Je afstudeervak, ook wel je thesis genoemd, duurt 4 maanden en doe je meestal aan het einde van het jaar. Een thesis is een klein onderzoek dat je zelfstandig uitvoert en rapporteert. Het onderwerp van je thesis mag je zelf kiezen bij één van de leerstoelgroep van levensmiddelentechnologie. Je doet een praktisch onderzoek; de resultaten en de conclusies vat je samen in een verslag. Een PhD student of Postdoc begeleidt je bij de thesis.

Onderwijsvormen

Hoorcolleges

Tijdens een hoorcollege zit je in een collegezaal te luisteren naar een docent. De hoorcolleges zijn in het Engels.

Werkcolleges

Bij een werkcollege ben je alleen, of met een kleine groep studenten, met opdrachten bezig. Bij een werkcollege kun je overleggen met je medestudenten. Er zijn vaak extra veel docenten aanwezig die je kunnen helpen met problemen en vragen en je kunt dus meteen uitleg over de leerstof krijgen.

Projectonderwijs

Met projectonderwijs werk je met een kleine groep medestudenten, onder begeleiding van een docent, aan een probleem of case.
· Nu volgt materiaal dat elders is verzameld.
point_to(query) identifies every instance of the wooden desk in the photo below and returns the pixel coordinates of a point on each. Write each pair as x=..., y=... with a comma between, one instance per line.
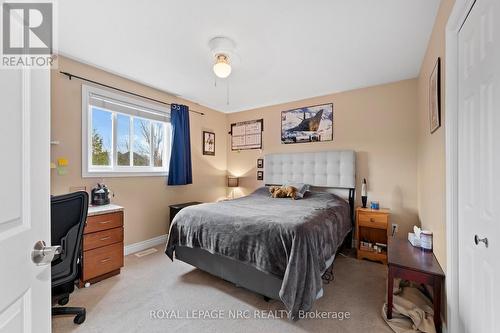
x=411, y=263
x=102, y=243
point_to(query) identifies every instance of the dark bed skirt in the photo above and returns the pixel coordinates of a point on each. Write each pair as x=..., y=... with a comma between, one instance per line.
x=239, y=273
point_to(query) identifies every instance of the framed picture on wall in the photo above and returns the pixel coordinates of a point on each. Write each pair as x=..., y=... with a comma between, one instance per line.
x=308, y=124
x=208, y=143
x=260, y=163
x=435, y=97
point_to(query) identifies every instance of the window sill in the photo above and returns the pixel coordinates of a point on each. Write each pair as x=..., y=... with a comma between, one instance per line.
x=118, y=174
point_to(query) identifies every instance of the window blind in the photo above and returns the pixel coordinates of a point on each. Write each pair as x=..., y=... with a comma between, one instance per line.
x=110, y=104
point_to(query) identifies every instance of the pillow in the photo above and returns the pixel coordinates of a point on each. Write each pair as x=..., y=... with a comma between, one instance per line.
x=301, y=188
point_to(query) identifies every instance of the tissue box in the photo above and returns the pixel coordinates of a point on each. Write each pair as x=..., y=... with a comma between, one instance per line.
x=413, y=239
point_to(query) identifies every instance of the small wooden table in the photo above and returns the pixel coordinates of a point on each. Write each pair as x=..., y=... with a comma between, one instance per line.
x=411, y=263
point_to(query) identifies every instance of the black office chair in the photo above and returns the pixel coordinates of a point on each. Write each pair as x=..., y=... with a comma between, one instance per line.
x=68, y=216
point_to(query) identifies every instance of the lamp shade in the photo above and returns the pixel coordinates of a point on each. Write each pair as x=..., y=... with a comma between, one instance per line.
x=232, y=181
x=222, y=68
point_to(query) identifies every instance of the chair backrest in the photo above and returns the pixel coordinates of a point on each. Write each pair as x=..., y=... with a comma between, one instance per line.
x=68, y=216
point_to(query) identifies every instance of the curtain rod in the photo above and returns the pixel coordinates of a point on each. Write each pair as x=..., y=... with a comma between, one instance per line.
x=70, y=76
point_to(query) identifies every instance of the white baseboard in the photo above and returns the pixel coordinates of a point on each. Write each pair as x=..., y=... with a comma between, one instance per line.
x=146, y=244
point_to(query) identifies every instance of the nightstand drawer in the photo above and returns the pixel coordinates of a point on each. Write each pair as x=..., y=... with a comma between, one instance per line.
x=373, y=220
x=102, y=238
x=102, y=260
x=103, y=222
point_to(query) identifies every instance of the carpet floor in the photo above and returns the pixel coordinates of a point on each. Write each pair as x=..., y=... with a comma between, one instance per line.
x=153, y=294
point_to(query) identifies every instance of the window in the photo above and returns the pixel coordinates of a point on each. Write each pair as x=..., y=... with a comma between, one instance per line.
x=123, y=136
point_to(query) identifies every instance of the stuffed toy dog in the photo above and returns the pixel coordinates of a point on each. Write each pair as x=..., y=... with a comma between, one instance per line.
x=283, y=192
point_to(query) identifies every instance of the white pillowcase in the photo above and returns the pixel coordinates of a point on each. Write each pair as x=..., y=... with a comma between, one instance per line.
x=301, y=188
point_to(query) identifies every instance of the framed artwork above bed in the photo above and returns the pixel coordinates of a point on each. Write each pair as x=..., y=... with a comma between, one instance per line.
x=308, y=124
x=208, y=143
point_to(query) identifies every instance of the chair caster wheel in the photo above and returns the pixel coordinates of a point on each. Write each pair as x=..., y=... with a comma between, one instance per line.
x=79, y=319
x=63, y=301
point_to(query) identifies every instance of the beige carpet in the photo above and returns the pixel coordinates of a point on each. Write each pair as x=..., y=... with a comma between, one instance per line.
x=123, y=303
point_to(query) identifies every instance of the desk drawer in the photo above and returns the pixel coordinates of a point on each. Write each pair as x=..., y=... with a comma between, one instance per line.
x=102, y=238
x=102, y=260
x=373, y=220
x=103, y=222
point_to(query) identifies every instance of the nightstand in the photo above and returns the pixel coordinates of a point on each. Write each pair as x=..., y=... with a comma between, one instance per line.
x=371, y=228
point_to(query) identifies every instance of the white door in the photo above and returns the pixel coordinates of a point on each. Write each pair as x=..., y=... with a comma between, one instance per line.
x=479, y=164
x=24, y=199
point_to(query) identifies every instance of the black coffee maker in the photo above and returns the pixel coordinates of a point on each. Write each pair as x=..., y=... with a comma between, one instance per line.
x=100, y=195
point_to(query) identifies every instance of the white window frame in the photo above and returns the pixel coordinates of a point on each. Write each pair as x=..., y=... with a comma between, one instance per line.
x=89, y=171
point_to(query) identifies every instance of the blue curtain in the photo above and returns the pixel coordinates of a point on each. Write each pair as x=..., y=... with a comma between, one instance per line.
x=180, y=171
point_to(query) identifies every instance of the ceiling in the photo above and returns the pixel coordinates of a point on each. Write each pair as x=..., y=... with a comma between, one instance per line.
x=288, y=49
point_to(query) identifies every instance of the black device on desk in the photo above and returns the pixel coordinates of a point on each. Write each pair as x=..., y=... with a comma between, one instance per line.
x=68, y=216
x=100, y=195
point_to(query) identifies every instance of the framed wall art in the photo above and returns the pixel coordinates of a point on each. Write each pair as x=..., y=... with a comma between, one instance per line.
x=435, y=97
x=308, y=124
x=208, y=143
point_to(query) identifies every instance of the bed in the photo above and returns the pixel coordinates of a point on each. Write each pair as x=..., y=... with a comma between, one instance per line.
x=278, y=248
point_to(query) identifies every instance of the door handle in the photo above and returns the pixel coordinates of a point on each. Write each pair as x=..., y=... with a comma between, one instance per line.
x=478, y=240
x=42, y=254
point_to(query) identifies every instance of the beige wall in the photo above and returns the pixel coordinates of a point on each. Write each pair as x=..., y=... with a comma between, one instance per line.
x=145, y=199
x=431, y=147
x=379, y=123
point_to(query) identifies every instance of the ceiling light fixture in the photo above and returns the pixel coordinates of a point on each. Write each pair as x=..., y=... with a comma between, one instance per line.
x=224, y=56
x=222, y=67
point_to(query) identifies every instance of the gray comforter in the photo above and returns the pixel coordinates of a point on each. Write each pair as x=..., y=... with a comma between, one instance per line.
x=291, y=239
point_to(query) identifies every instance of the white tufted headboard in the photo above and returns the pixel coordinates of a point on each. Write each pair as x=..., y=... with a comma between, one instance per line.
x=334, y=168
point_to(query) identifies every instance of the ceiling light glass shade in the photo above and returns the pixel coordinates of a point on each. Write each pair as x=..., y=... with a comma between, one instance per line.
x=222, y=68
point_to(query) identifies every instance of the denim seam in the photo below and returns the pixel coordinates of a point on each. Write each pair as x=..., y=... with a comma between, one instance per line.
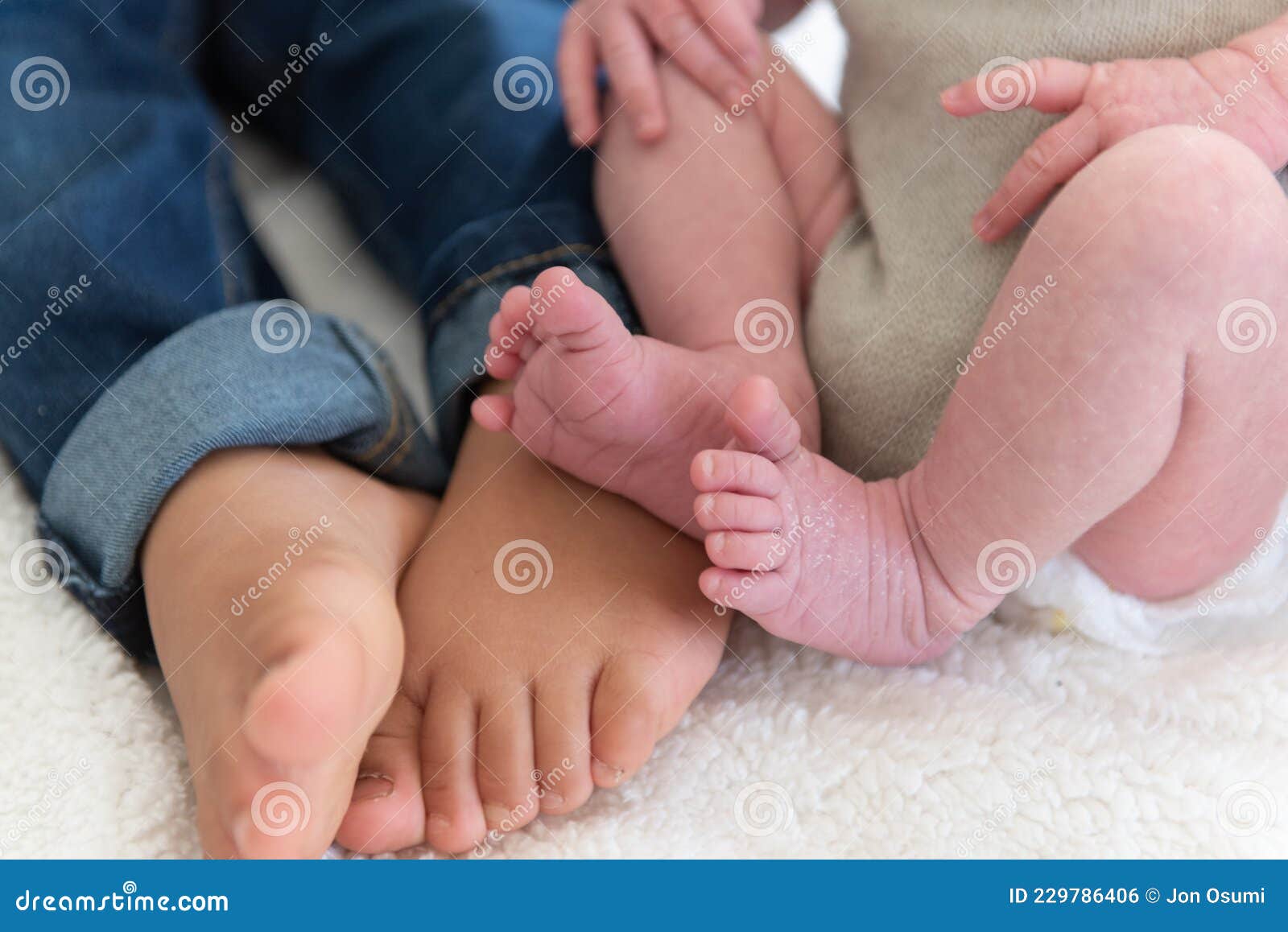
x=461, y=290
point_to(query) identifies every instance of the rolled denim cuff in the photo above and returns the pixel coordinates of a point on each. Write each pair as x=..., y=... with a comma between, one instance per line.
x=267, y=375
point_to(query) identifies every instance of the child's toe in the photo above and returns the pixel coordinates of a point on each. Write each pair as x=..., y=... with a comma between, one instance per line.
x=506, y=760
x=731, y=470
x=560, y=717
x=454, y=813
x=763, y=551
x=731, y=511
x=386, y=811
x=753, y=594
x=625, y=719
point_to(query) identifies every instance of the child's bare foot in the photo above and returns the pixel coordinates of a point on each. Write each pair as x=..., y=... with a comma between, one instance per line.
x=270, y=578
x=622, y=412
x=815, y=554
x=547, y=649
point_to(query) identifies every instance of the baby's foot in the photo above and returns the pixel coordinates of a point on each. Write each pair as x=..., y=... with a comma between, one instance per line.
x=811, y=552
x=622, y=412
x=270, y=590
x=547, y=652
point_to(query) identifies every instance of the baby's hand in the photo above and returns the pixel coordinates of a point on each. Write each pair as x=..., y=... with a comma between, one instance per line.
x=1225, y=89
x=712, y=40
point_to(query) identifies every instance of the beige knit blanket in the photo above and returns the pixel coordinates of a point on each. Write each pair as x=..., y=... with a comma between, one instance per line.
x=906, y=289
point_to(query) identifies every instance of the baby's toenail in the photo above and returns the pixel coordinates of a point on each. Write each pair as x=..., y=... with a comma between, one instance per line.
x=373, y=787
x=605, y=773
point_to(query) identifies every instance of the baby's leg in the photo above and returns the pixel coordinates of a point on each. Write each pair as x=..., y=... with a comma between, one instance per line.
x=1124, y=411
x=716, y=229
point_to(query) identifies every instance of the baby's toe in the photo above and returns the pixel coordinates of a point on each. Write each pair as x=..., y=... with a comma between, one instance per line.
x=731, y=470
x=731, y=511
x=506, y=761
x=388, y=809
x=454, y=813
x=626, y=716
x=560, y=717
x=753, y=594
x=763, y=551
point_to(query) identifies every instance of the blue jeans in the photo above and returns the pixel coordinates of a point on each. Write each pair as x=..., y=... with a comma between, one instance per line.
x=146, y=328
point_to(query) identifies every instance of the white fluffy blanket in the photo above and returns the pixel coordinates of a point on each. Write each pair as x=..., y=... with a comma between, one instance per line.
x=1019, y=742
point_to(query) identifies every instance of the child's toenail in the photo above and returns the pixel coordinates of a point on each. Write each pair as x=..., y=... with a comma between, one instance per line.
x=373, y=787
x=605, y=773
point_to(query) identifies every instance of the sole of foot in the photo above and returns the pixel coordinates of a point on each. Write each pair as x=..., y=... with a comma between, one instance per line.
x=283, y=652
x=551, y=644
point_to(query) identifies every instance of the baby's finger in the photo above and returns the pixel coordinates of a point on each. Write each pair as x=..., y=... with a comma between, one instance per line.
x=1050, y=85
x=693, y=49
x=728, y=19
x=633, y=72
x=577, y=64
x=1054, y=157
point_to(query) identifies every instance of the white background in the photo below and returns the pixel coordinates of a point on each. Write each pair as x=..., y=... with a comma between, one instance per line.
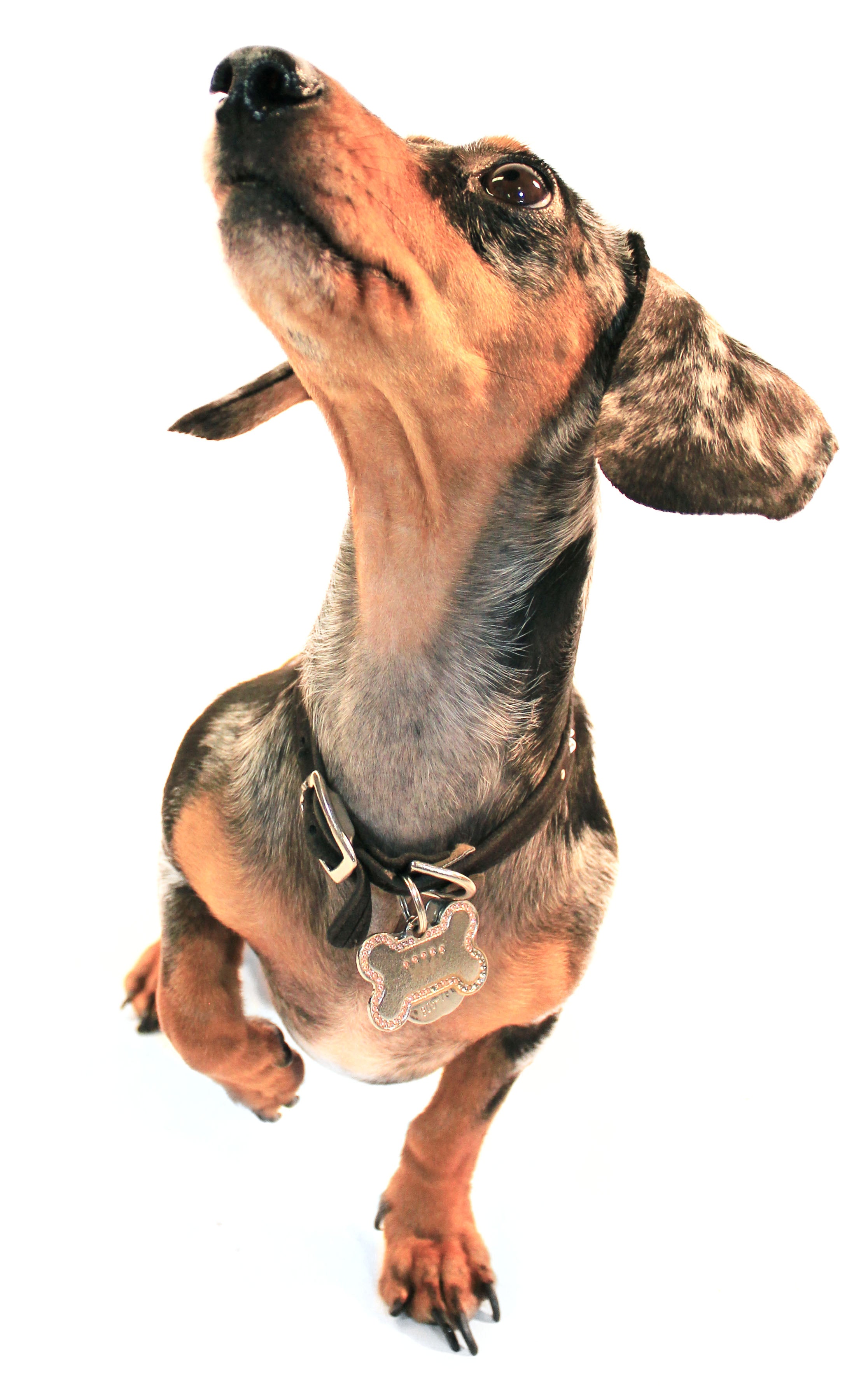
x=674, y=1191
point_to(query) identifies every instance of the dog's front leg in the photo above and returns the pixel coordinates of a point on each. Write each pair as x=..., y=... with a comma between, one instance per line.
x=436, y=1265
x=199, y=1004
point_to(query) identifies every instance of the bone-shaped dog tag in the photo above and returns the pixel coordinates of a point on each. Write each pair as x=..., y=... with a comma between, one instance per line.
x=410, y=973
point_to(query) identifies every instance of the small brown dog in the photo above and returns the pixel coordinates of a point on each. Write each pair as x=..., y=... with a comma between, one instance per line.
x=404, y=822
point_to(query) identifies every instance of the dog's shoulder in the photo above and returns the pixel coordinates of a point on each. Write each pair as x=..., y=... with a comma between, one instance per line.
x=226, y=734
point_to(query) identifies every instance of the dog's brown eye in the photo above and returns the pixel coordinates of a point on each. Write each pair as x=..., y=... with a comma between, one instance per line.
x=516, y=184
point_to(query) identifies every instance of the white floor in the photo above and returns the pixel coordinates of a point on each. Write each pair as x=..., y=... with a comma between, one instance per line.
x=676, y=1190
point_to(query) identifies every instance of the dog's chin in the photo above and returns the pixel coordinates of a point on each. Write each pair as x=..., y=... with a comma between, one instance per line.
x=275, y=253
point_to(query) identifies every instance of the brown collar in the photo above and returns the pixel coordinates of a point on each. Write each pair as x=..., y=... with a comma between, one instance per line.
x=346, y=853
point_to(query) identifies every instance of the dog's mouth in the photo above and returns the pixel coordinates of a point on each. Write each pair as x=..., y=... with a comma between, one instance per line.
x=271, y=200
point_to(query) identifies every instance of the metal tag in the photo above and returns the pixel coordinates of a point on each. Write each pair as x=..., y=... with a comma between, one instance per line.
x=408, y=972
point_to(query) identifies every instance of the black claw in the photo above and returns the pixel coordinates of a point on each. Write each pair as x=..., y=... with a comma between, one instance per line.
x=448, y=1331
x=464, y=1327
x=150, y=1020
x=488, y=1291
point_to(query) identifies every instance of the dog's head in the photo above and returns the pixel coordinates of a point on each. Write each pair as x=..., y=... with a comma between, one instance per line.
x=464, y=293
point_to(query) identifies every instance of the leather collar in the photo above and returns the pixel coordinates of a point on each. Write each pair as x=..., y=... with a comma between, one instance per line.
x=328, y=822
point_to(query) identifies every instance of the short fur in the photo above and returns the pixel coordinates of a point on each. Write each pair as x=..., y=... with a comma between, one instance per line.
x=476, y=361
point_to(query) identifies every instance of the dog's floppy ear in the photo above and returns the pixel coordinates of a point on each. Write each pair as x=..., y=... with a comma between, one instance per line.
x=694, y=422
x=246, y=408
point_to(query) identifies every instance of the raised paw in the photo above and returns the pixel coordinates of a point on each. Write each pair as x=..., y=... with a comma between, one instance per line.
x=268, y=1073
x=140, y=987
x=441, y=1277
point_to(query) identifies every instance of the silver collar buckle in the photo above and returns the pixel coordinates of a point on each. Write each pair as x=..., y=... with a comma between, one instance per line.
x=339, y=822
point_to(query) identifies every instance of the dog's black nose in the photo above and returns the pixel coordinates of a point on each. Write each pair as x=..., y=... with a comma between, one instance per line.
x=261, y=81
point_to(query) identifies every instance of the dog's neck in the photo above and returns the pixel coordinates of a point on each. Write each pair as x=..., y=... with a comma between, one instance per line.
x=433, y=731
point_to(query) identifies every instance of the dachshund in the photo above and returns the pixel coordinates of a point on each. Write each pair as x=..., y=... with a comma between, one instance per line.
x=404, y=822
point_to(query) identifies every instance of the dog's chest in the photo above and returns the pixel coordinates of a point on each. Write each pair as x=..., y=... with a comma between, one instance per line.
x=325, y=1005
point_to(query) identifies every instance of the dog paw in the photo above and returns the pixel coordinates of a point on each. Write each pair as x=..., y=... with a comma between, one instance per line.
x=436, y=1265
x=270, y=1073
x=140, y=987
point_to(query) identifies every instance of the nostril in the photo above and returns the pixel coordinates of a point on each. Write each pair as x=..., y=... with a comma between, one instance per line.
x=279, y=81
x=222, y=77
x=268, y=86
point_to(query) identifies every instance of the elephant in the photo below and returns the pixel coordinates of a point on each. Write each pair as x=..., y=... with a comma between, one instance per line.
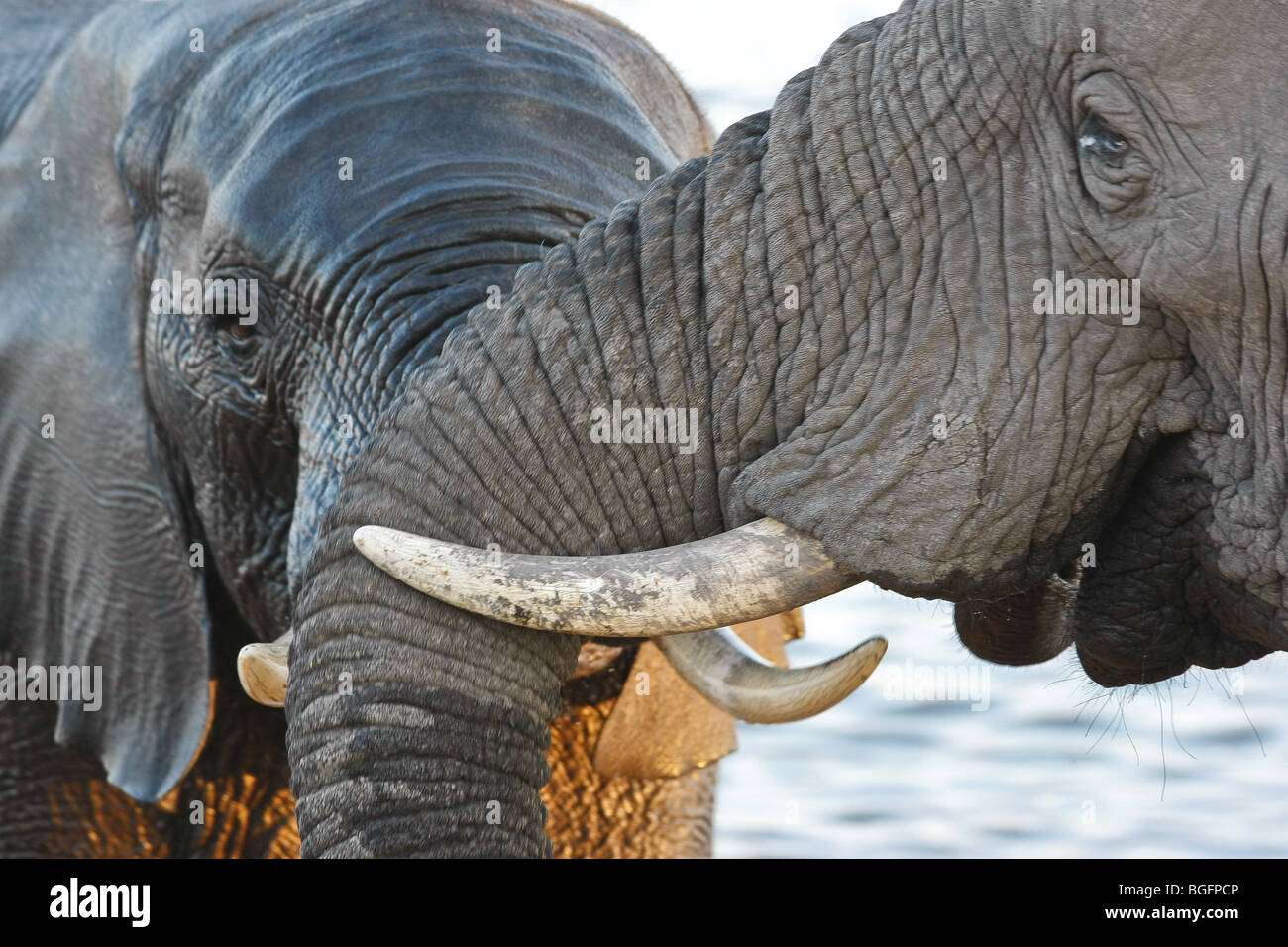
x=984, y=308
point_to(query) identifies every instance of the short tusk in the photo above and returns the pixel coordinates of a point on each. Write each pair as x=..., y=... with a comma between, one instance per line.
x=743, y=575
x=262, y=669
x=734, y=678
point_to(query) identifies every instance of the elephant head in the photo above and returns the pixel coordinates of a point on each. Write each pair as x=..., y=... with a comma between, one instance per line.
x=231, y=235
x=883, y=311
x=854, y=291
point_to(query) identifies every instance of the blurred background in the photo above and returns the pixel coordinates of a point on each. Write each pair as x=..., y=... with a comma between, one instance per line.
x=940, y=754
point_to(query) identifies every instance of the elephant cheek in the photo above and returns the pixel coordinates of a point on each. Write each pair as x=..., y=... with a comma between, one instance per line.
x=1022, y=629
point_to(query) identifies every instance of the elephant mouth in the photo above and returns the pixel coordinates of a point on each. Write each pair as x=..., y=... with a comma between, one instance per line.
x=1147, y=599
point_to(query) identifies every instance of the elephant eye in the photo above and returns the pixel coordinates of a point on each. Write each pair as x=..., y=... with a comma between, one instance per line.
x=233, y=326
x=1115, y=172
x=1098, y=137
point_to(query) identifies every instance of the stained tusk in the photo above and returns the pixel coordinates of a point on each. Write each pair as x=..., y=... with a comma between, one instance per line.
x=734, y=678
x=747, y=574
x=262, y=669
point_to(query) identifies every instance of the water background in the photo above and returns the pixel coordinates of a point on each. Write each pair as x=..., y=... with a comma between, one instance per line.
x=1050, y=764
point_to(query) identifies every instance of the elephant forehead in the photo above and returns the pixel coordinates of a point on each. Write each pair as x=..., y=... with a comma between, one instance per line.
x=406, y=111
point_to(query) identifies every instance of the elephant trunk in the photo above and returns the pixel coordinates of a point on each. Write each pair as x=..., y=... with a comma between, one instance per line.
x=415, y=728
x=724, y=300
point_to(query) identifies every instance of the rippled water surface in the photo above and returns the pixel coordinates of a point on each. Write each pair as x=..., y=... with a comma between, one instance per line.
x=1047, y=764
Aan het einde van de bespreking heb je samen met studiegenoten nagedacht over oplossingen voor jullie case. Op die manier leer je hoe je een probleem het beste aan kunt pakken.

(Computer)practicum

De praktijk van de vakken leer je voornamelijk tijdens practica. Hierbij voer je, meestal in groepjes van twee of drie, experimenten uit in een laboratorium of practicumzaal onder begeleiding van docenten en assistenten. Niet alle practica voer je uit in het laboratorium. Tijdens sommige practica gebruik je een computer, waarbij je om leert gaan met software op de computer, of werk je aan een computermodel. 

Bij sommige vakken ga je ook op excursie naar een levensmiddelenbedrijf. Naast alle contacturen is er ook nog wat zelfstudie nodig, dit kan je helemaal zelf inplannen.